Last winter the NAO was at its strongest negative value since records began nearly 190 years ago, and Britain had its coldest winter since 1978 -- despite the general warming trend over the last few decades -- driving gas heating demand to record highs at the start of 2010.

Unusually cold, calm weather in northern Europe also meant that German wind farms produced much less than their potential, according to the German wind energy association.

Meanwhile, Spanish wind power output hit record highs in stormy weather which also filled reservoirs to brimming -- forcing operators to run hydro plants hard and shut down gas and coal power plants to prevent system overload.

The average NAO index between Gibraltar and Iceland for December 2009 to March 2010 was -2.54, when Spanish hydro reserves swelled to well above the 10-year average, while reserves fell far below average in winter 2007-2008 when the NAO was +1.37, according to the University of East Anglia's (UEA) Climate Research Unit.

Crawford, who foresaw the bitter cold that bit Britain in early 2010 three months earlier, said October is on track to be the 13th month in a row with a negative NAO -- breaking the previous longest streak during the last 60 years of nine months.

"The three-month averaged NAO-Index has been in negative territory for a remarkable time now," the German Wetter Center said in its winter outlook published in early October. "The last time we saw a similarly long negative phase was in 1968."

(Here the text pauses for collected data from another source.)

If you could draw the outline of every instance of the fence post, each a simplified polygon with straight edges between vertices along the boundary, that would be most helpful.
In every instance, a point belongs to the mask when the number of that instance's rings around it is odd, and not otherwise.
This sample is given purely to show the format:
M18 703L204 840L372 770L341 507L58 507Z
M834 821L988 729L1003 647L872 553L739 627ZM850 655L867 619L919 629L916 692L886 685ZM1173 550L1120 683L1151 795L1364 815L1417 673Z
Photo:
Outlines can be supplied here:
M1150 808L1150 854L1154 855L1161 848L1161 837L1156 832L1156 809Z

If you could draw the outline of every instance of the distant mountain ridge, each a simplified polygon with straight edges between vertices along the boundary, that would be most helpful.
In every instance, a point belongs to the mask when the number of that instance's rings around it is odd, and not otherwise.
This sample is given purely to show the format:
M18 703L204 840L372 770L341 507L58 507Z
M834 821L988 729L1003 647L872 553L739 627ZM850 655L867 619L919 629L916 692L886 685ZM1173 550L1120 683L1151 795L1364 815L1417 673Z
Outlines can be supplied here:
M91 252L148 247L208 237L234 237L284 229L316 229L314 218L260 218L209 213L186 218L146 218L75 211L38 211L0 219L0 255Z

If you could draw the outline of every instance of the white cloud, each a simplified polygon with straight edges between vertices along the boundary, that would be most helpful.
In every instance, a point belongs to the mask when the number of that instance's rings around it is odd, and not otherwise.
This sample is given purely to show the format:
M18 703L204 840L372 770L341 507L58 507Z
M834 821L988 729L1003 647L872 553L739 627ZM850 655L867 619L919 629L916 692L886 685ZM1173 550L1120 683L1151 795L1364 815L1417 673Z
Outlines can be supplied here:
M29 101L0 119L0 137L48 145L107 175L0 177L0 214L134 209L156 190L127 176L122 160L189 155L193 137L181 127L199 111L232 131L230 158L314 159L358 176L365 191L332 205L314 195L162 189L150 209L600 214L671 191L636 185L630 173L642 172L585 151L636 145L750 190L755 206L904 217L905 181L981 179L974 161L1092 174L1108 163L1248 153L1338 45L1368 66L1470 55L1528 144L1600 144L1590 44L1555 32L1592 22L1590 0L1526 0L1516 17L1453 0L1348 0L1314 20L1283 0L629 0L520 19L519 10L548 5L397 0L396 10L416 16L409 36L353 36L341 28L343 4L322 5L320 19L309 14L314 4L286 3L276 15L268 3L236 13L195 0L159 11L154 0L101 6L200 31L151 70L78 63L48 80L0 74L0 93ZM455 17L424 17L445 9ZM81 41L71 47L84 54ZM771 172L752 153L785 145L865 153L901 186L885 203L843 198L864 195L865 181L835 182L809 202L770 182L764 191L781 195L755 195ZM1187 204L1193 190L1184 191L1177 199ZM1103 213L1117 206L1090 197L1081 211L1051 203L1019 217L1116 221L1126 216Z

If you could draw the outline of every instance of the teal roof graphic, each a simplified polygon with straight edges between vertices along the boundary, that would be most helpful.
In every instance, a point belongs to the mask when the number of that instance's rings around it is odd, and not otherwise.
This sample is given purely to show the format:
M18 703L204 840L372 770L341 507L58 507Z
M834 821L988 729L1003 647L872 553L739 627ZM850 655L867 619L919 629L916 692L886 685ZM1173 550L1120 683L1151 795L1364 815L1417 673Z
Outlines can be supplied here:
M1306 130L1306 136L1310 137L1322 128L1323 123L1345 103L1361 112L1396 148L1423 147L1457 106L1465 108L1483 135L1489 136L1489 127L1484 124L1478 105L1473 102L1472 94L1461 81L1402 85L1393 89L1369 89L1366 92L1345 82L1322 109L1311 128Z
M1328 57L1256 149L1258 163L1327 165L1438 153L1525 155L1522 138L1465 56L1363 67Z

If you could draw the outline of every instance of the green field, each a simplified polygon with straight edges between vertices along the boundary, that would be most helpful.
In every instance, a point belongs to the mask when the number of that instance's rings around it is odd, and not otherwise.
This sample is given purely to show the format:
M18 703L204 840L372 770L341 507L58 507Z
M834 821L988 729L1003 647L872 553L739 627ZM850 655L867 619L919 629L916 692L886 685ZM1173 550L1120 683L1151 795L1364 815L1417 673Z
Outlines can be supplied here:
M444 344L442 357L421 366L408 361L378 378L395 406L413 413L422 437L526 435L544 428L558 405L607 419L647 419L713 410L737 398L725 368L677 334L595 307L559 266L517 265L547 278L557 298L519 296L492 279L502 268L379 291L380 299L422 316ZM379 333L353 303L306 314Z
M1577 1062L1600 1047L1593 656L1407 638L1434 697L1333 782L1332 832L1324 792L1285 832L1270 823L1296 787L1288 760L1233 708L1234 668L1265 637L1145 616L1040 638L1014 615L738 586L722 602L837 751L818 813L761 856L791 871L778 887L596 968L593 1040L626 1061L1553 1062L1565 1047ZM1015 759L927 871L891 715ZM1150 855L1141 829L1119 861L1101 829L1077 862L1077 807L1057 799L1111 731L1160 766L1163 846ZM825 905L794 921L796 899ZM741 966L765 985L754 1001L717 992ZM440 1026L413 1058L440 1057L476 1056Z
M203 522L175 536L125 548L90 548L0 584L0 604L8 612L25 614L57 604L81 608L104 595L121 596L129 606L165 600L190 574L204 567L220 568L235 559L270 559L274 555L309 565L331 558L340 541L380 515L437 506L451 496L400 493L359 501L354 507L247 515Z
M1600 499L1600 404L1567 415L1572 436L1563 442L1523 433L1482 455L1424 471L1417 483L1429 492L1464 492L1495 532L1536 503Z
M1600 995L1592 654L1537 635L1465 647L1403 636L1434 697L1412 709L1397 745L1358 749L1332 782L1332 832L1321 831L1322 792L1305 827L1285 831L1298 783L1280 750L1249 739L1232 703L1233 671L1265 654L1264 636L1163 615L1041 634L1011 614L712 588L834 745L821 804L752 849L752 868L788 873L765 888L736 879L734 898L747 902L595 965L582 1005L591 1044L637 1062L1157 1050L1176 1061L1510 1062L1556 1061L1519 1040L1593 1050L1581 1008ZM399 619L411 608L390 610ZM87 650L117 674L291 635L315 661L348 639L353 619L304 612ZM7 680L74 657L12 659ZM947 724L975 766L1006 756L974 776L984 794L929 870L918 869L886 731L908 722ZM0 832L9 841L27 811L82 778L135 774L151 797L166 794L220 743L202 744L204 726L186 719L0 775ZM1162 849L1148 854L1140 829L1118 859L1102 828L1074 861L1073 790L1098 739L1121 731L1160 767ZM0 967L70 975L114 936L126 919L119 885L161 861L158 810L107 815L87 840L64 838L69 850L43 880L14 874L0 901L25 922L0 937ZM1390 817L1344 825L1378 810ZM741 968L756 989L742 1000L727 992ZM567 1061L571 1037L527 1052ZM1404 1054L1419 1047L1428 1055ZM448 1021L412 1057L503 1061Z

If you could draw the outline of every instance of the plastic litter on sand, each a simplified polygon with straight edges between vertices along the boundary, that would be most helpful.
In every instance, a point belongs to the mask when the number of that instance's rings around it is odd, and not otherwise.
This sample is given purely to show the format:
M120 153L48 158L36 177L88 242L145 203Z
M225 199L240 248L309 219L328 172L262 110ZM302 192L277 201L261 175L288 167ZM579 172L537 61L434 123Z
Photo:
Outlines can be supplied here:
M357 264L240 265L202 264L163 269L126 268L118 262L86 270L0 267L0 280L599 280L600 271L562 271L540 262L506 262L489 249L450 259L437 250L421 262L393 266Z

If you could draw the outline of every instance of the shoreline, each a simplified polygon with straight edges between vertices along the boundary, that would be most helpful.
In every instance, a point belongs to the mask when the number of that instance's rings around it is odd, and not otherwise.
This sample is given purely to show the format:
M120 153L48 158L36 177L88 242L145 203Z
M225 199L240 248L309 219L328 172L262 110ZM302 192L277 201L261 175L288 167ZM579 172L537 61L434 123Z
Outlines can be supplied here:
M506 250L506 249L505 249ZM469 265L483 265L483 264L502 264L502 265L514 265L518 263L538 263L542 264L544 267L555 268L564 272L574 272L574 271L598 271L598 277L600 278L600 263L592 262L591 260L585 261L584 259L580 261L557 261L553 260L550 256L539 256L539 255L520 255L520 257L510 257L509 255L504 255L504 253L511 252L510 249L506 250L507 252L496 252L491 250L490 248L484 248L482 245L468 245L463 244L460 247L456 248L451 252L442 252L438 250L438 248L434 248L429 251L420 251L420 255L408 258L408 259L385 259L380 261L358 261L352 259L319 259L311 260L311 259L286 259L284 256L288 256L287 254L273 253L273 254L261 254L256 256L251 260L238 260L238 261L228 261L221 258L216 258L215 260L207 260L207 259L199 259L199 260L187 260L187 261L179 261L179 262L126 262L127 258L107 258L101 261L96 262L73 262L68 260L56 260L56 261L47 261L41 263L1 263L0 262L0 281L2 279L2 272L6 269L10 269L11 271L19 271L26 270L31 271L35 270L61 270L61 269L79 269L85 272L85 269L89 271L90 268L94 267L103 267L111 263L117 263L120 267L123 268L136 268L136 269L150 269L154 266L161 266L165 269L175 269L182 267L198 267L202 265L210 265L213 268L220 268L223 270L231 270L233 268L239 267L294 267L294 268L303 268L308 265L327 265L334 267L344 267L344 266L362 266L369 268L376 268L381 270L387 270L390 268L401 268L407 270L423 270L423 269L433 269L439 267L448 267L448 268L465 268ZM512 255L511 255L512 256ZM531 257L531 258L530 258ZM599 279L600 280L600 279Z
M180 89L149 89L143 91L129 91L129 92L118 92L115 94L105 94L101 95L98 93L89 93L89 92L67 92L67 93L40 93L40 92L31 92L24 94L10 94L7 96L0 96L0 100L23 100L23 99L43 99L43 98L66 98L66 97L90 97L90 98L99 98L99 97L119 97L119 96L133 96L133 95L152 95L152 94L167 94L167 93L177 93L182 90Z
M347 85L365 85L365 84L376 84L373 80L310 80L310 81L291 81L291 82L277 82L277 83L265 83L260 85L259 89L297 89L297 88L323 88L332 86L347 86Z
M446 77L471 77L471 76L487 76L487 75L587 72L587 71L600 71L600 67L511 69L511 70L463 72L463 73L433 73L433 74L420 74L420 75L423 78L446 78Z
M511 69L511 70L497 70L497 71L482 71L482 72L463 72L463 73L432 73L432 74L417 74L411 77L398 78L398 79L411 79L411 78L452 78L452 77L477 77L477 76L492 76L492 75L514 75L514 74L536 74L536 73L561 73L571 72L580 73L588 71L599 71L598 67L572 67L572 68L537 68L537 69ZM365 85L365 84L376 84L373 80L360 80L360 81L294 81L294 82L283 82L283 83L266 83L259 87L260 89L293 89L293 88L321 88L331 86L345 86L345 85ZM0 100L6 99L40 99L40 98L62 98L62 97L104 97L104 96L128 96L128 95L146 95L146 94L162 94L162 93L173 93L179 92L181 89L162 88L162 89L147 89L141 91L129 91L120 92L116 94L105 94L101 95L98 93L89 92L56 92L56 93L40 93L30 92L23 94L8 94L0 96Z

The privately-owned Wetter Center said it expected a drier and colder autumn and early winter than average for 2010 and 2011 partly as a result of the negative NAO.

Although meteorologists tend to agree on the likely impact of the phenomenon on the weather, predicting its ups and downs is tricky. Betting heavily on it could backfire.

It is a very long streak of negative NAO -- but the NAO has a strong chaotic element, so it may be premature to get too excited," Andrew Watson, a professor at the School of Environmental Sciences at the University of East Anglia said.

"We don't know that it may not suddenly swing back to a positive phase and stay there."

While a negative NAO could ensure Spain's wind turbines are more productive than normal this winter, marginalizing other plants, Germany -- the only European country with more wind capacity -- could see subdued wind output again this winter after a dip in production in 2009.

"If we see a repetition of conditions like last year, for the German power market it means that we will see slightly higher prices due to the cold temperatures and lower wind levels, but also fewer price spikes as a result of the more stable weather conditions created by the (NAO) phenomenon," a German utility trader who specializes in weather impacts said.

Norway, which generates nearly all its electricity from hydro power plants, has seen below average reservoir levels since 2009, is also worried about low reservoir levels going into winter.